The following map has preliminary research on the 30 Victims. As college students from the six Jefferson County colleges complete research on the victims, we will be able to draw a larger narrative from these events. For example, student research already reflects some of the ways in which Jefferson County’s industrial history is entwined with its history of racial violence.
The 30 Victims of Jefferson County
The lynching in Linn Park, and a Memorial for Linn Park.
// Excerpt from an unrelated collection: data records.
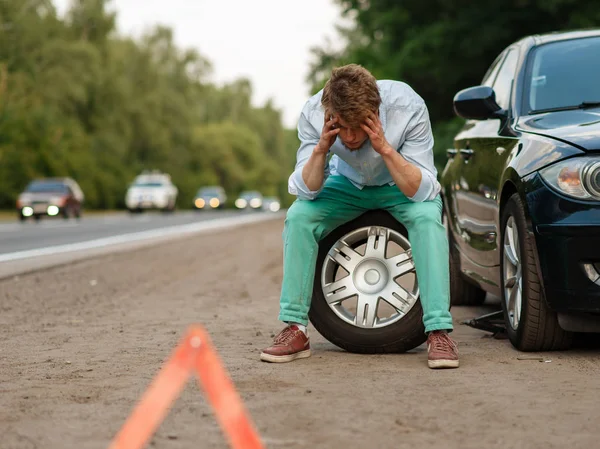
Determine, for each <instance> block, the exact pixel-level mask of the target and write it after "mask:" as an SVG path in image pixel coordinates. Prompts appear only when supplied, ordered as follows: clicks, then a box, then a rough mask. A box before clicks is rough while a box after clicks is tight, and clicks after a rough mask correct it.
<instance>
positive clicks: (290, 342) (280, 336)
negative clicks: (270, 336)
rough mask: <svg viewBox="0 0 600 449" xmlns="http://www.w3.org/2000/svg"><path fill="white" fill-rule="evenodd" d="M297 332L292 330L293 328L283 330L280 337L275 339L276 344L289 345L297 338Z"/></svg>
mask: <svg viewBox="0 0 600 449" xmlns="http://www.w3.org/2000/svg"><path fill="white" fill-rule="evenodd" d="M296 332H297V331H296V330H295V329H292V327H291V326H288V327H286V328H285V329H284V330H282V331H281V332H280V333H279V335H278V336H277V337H276V338H275V344H278V345H288V344H290V343H291V342H292V340H293V339H294V338H296Z"/></svg>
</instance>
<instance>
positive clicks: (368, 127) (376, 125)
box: [360, 112, 394, 156]
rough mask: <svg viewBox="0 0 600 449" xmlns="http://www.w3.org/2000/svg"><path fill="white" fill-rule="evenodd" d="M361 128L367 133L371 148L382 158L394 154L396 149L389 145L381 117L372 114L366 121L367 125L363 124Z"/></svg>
mask: <svg viewBox="0 0 600 449" xmlns="http://www.w3.org/2000/svg"><path fill="white" fill-rule="evenodd" d="M360 127H361V128H362V129H363V130H364V131H365V132H366V133H367V135H368V136H369V140H370V141H371V146H372V147H373V149H374V150H375V151H377V152H378V153H379V154H381V155H382V156H387V155H389V154H390V153H393V152H394V149H393V148H392V147H391V145H390V144H389V143H388V141H387V140H386V138H385V134H384V133H383V126H382V125H381V120H379V116H378V115H376V114H375V113H373V112H370V113H369V115H368V116H367V119H366V120H365V123H361V125H360Z"/></svg>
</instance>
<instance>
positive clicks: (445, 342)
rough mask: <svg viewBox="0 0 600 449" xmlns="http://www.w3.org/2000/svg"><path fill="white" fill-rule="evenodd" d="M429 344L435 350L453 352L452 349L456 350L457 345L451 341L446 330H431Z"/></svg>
mask: <svg viewBox="0 0 600 449" xmlns="http://www.w3.org/2000/svg"><path fill="white" fill-rule="evenodd" d="M429 344H430V345H431V348H432V349H433V350H435V351H441V352H453V350H454V351H456V352H458V346H457V345H456V343H455V342H454V341H452V339H451V338H450V336H449V335H448V333H447V332H433V333H432V334H431V337H430V340H429Z"/></svg>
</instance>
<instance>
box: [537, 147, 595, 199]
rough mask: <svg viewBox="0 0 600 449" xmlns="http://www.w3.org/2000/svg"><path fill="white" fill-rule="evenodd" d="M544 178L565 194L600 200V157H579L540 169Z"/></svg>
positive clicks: (543, 177) (582, 198)
mask: <svg viewBox="0 0 600 449" xmlns="http://www.w3.org/2000/svg"><path fill="white" fill-rule="evenodd" d="M540 174H541V175H542V178H544V180H545V181H546V182H547V183H548V184H550V185H551V186H552V187H554V188H555V189H556V190H558V191H559V192H561V193H564V194H565V195H568V196H570V197H573V198H577V199H580V200H595V201H598V200H600V159H599V158H597V157H578V158H573V159H568V160H566V161H562V162H557V163H556V164H554V165H552V166H550V167H547V168H544V169H543V170H540Z"/></svg>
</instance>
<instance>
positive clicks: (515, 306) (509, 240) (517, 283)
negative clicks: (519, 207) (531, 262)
mask: <svg viewBox="0 0 600 449" xmlns="http://www.w3.org/2000/svg"><path fill="white" fill-rule="evenodd" d="M503 246H504V263H503V265H504V266H503V271H504V301H505V304H506V312H507V314H508V321H509V323H510V326H511V327H512V328H513V329H514V330H517V328H518V327H519V321H520V320H521V310H522V303H523V271H522V263H521V253H520V248H519V231H518V229H517V224H516V223H515V220H514V218H513V217H512V216H511V217H509V219H508V221H507V222H506V228H505V229H504V243H503Z"/></svg>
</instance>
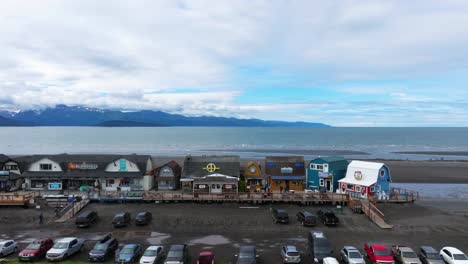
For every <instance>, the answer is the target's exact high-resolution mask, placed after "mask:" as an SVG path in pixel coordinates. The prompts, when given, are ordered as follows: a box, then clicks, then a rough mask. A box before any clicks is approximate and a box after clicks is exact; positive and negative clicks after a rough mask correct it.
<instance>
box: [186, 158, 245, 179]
mask: <svg viewBox="0 0 468 264" xmlns="http://www.w3.org/2000/svg"><path fill="white" fill-rule="evenodd" d="M208 163H214V164H215V165H216V167H219V169H218V170H216V171H214V172H209V171H207V170H206V169H203V168H205V167H206V165H207V164H208ZM214 173H219V174H224V175H227V176H232V177H239V174H240V157H239V156H234V155H225V156H187V157H185V160H184V169H183V171H182V178H197V177H203V176H206V175H209V174H214Z"/></svg>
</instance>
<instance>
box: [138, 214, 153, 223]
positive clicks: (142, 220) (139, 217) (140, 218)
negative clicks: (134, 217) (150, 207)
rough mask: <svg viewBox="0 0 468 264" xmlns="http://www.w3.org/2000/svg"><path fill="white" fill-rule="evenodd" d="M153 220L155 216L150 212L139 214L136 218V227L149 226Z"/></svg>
mask: <svg viewBox="0 0 468 264" xmlns="http://www.w3.org/2000/svg"><path fill="white" fill-rule="evenodd" d="M152 219H153V215H152V214H151V213H150V212H139V213H138V214H137V216H136V217H135V224H136V225H147V224H149V222H151V220H152Z"/></svg>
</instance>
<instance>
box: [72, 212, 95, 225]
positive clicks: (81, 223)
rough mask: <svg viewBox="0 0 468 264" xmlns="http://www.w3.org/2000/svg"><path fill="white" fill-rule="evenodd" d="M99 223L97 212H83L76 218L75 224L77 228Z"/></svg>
mask: <svg viewBox="0 0 468 264" xmlns="http://www.w3.org/2000/svg"><path fill="white" fill-rule="evenodd" d="M96 221H97V212H96V211H87V212H83V213H81V214H79V215H78V217H76V220H75V224H76V226H77V227H89V226H90V225H92V224H94V223H96Z"/></svg>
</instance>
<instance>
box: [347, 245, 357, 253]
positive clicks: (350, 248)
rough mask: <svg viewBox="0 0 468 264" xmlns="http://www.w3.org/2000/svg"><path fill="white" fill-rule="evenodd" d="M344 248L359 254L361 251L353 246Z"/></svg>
mask: <svg viewBox="0 0 468 264" xmlns="http://www.w3.org/2000/svg"><path fill="white" fill-rule="evenodd" d="M343 248H344V249H346V250H348V251H358V252H359V250H358V249H357V248H355V247H353V246H344V247H343Z"/></svg>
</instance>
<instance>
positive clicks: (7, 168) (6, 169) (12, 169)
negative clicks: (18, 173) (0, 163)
mask: <svg viewBox="0 0 468 264" xmlns="http://www.w3.org/2000/svg"><path fill="white" fill-rule="evenodd" d="M5 170H18V165H5Z"/></svg>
On Friday November 24th, 1883, Lewis Houston was lynched in Birmingham’s Central Park, now called Linn Park. He was accused of assaulting a white woman. A mob of around 150 white men stormed the jail on Fourth Avenue North, dragged him up 21st Street to the park, and hung him from one of its pine trees. Lewis Houston was no more than twenty years old. A newspaper reporter was able to be at the scene because a rumor that he would be lynched had circulated throughout Birmingham. Even so, the jail took no extra precautions to protect Houston. The Mayor did request militia, but they arrived after the lynching had already occurred. No judicial action was ever taken against the members of the mob.
It’s important to note the intended effects of the mob choosing to drag Lewis Houston to this public space for his murder. Racial terror was used to stop the black community from having equal access to the white community’s social, economic, and legal resources. To have Houston’s death in this public space, the park outside the city’s capital, solidified both symbolic and literal control of public spaces and goods as reserved for the white community.
JCMP hopes to place the Jefferson County Memorial in Linn Park to ensure this racial terror is remembered in Birmingham and Jefferson County’s history. It will hold those places of power that surround the park accountable for their past actions in the hopes of never allowing such terror to take place again.